Utility to compare data between homogeneous or heterogeneous environments to ensure source and target tables match
Apache License 2.0
404 stars 117 forks source link

Row validations frequently fail with either "source/target_column_name" as "null" #1260

Open satva opened 1 month ago

satva commented 1 month ago

Tool was running fine with no issues but in O/P I see "target_column_name": null & "target_agg_value": null . I was trying to compare rows for given primary keys & following below syntax.

data-validation -v -ll DEBUG validate row -sc BQ_CONN -tc BQ_CONN -tbls pa-dev.bgp_status=pa-dev.bgp_status_v2 --filters 'event_time >= TIMESTAMP_SUB(CURRENT_TIMESTAMP(), INTERVAL 10 MINUTE)' --format json --primary-keys tenant_id,cloud_instance_id --comparison-fields cdl_region,instance_name,node_type -rr

Please help me understand what I am missing here !?

satva commented 1 month ago

Hi , Request to unblock me w.r.t this !?

satva commented 1 month ago

Hi ,

This is how trying to trigger rows validation between two tables. It was frequently failing with either source/target column names as null . As one of them was null , that results in validation_status "fail" . If agg_value was "null" , that might be BQ issue. But in this case not sure why "source_column_name" was NULL !?

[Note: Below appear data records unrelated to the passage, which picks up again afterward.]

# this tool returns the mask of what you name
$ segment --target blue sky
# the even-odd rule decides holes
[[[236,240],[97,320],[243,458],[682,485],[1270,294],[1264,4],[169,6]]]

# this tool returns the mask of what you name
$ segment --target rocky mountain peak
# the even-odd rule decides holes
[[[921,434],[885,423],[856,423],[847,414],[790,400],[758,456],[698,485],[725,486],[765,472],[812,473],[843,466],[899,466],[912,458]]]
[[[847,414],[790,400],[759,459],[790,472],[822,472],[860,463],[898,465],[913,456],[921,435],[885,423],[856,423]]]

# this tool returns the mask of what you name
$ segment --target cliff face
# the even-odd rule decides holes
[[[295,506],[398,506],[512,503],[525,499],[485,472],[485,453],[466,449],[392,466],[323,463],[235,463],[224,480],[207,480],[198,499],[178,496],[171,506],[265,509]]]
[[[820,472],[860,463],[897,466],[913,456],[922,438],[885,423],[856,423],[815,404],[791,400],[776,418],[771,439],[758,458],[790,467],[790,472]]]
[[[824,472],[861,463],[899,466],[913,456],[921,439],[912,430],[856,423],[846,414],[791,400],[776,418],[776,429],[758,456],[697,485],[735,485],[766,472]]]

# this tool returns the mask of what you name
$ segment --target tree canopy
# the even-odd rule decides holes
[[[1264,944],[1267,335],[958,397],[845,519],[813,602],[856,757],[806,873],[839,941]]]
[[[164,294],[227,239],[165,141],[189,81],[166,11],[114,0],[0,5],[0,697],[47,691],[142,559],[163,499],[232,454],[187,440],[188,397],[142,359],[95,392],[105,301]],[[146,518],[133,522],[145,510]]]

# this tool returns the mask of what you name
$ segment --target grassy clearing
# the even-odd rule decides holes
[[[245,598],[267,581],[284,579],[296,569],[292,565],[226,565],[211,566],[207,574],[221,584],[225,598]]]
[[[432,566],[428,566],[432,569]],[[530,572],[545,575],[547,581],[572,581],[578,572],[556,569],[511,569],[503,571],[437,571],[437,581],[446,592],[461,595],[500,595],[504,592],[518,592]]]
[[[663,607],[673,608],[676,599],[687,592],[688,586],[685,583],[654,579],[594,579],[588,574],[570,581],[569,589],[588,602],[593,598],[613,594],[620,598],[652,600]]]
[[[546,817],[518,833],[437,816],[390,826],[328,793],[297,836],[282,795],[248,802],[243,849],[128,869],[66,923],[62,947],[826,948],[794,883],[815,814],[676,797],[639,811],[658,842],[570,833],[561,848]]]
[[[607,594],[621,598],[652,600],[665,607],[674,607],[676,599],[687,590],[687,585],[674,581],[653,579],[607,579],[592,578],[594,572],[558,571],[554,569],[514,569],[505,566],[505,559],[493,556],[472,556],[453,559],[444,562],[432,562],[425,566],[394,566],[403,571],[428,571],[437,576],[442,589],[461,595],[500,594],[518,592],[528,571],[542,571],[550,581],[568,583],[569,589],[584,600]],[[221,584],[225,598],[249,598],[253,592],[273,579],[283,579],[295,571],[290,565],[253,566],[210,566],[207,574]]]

data-validation -v -ll DEBUG validate row -sc BQ_CONN -tc BQ_TCONN --tables-list insight_dataset.ibgp=insight_dataset.ibgp_v2 --filters="(event_time) >= TIMESTAMP_SUB(CURRENT_TIMESTAMP(), INTERVAL 10 MINUTE)" -pk sub_tenant_id,instance_id,bgp_peer_name -comp-fields peer_status --format json --filter-status fail

Please let me know what can be the possible issue/corresponding solution here ?

Sample O/P as shown below .

"361186":{"validation_name":"peer_status","validation_type":"Row","aggregation_type":null,"source_table_name":"insight_dataset.ibgp","source_column_name":null,"source_agg_value":null,"target_table_name":"insight_dataset.ibgp_v2","target_column_name":"peer_status","target_agg_value":"Established","group_by_columns":"{\"sub_tenant_id\": \"17563\", \"tenant_id\": \"303363\", \"bgp_peer_name\": \"IBGP-28754\", \"cloud_instance_id\": \"05e132625b5\"}","primary_keys":null,"num_random_rows":null,"difference":null,"pct_difference":null,"pct_threshold":null,"validation_status":"fail","run_id":"2843dcf9-9e97-417f-a256-1799e1d1f5ed","labels":[],"start_time":1726775369286,"end_time":1726775373373},

helensilva14 commented 1 month ago

Hi @satva, firstly could you please share a DDL (CREATE TABLE statement) for one of your BQ tables so we can try to replicate your scenario? Thanks!

Other observations: can you verify if there really are equivalent rows between source and target tables considering the filter you're using? Besides that, I don't see right now something that would be wrong with the DVT command itself.